Single-Metric Unequal-Cost Multipathing Is Hard
A while ago we discussed whether unequal-cost multipathing (UCMP) makes sense (TL&DR: rarely), and whether we could implement it in link-state routing protocols (TL&DR: yes). Even though we could modify OSPF or IS-IS to support UCMP, and Cisco IOS XR even implemented those changes (they are not exactly widely used), the results are… suboptimal.
Imagine a simple network with four nodes, three equal-bandwidth links, and a link that has half the bandwidth of the other three:
It obviously makes sense to spread the load between E1 and E2 in 2:1 ratio (⅔ of the traffic going over C2 and ⅓ of the traffic going over C1). That’s not what you’d get if you add the link costs together. The cost of E1-C1-E2 is 30, the cost of E1-C2-E2 is 20, and thus the load balancing ratio will be 2:3 (or something similar).
There’s absolutely no way that you would get the load balancing ratios right in a single-metric routing protocol without getting insane trying to tweak the link metrics. You could get the metrics just right with some interesting math, or using a tool like Cariden MATE, or using MPLS-TE tunnels (where the load balancing ratio is determined by relative tunnel bandwidth)… but it’s not trivial.
How about the data center anycast use case I mentioned the last time?
What we’d like to have is 75% of the traffic going from L4 toward L1 (where it’s spread between A,B, and C) and 25% of the traffic going toward L2.

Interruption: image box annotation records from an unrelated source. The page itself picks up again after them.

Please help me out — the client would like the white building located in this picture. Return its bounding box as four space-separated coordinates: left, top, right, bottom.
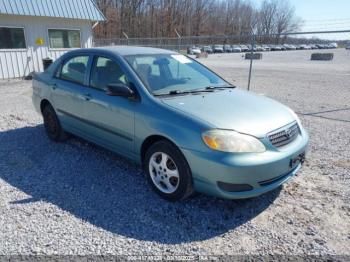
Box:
0 0 105 79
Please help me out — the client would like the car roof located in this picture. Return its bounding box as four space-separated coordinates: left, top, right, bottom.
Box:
74 46 176 56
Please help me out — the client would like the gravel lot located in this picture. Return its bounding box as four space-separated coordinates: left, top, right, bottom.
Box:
0 50 350 258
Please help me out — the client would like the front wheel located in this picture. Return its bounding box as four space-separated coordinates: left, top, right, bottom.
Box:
145 141 193 201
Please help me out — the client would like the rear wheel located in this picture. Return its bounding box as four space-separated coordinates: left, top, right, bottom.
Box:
145 141 193 201
42 104 67 142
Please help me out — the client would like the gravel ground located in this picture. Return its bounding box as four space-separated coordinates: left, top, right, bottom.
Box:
0 50 350 256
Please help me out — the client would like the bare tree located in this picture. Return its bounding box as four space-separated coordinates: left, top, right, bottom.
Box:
94 0 301 41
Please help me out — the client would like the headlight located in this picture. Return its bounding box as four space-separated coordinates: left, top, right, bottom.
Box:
289 108 302 128
202 129 266 153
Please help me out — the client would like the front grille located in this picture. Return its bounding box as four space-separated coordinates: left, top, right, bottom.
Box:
268 123 300 147
258 167 298 186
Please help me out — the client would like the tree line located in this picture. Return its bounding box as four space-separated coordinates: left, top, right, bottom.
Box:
94 0 302 39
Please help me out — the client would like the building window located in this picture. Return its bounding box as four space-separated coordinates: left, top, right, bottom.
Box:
0 27 26 49
49 29 81 48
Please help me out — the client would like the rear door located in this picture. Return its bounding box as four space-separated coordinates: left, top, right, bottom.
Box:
52 54 91 133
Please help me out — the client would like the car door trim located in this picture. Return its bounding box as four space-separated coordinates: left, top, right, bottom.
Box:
57 109 133 142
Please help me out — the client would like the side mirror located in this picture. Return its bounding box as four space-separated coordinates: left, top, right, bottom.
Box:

A simplistic approach could assign humongous costs to the server links (so that the intra-fabric cost would be negligible compared to the total cost), but you’d still be stuck with 50:50 ratio between L1 and L2 – no implementation of a link-state protocol I’ve seen so far is reducing the link cost based on availability of parallel links. S1 would see 10.42.0.1/32 prefix being available through L1 with exactly the same cost as through L2.
Yet again, you could tweak the metrics, and change them automatically every time you add or remove a server (congratulations, you implemented self-driving software-defined network), but I wish you luck trying to troubleshoot that Rube Goldberg invention.
The only way to make anycast UCMP work well is to realize the problem has two components:
- Network topology component – find the end-to-end paths from ingress to egress devices
- Endpoint reachability component – find how many endpoints are connected to every egress device and change load balancing rations accordingly.
Do we have a set of routing protocols that could do all that? Of course; one of them is called BGP 😉… and in the next blog post in this series we’ll use BGP to solve the problem.
More to Explore
Interested in challenging networking fundamentals like what we discussed in this blog post? You might find the How Networks Really Work webinar interesting (and parts of it are available with Free ipSpace.net Subscription).
Ivan, I still don't understand this part here: " S1 would see 10.42.0.1/32 prefix being available through L1 with exactly the same cost as through L2."
Say, L1 and L2 both advertise 10.42.0.1/32 to S1. Wouldn't S1 get 4 OSPF entries of 10.42.0.1/32 with different metrics then? And so it would load-balance among the 4 entries accordingly. Why would S1 see 10.42.0.1/32 thru L1 with the same cost as thru L2, unless each of them only generates one 10.42.0.1/32 toward S1?
@Minh Ha: Getting a definitive answer would involve digging through RFC 2328, and I don't have the nerves to do that anymore ;) Anyone reading this comment thread is most welcome to do it.
I would be surprised to see three routing table entries on S1 pointing to L1 (and it might depend on whether L1 advertises type-5 LSA or connected subnets in type-1 LSA)... but it should be pretty easy to set this up in a lab and prove me wrong ;))
Jeff Doyle's Routing TCP/IP and OSPF and IS-IS: Choosing an IGP for Large-Scale Network, didn't mention anything more specific than rfc 2328 either. So I think this is one of those gray areas that're subject to implementation, as anycast wasn't widely used back in the day, when those books and rfcs were written. One of our staff has a Cisco rack to deliver a CCNA course, so I'll ask him to replicate this scenario and see what the behaviour is like on Cisco equipment :)).
Did a few tests. Blog post coming when I find time to polish it and draw the diagrams, setup and configs are here: https://github.com/ipspace/netsim-examples/tree/master/OSPF/anycast
As expected, OSPF does not install multiple routes with the same next hop or alternate routes with different traffic shares, and I have a vague feeling that behavior can be traced back to the RFC.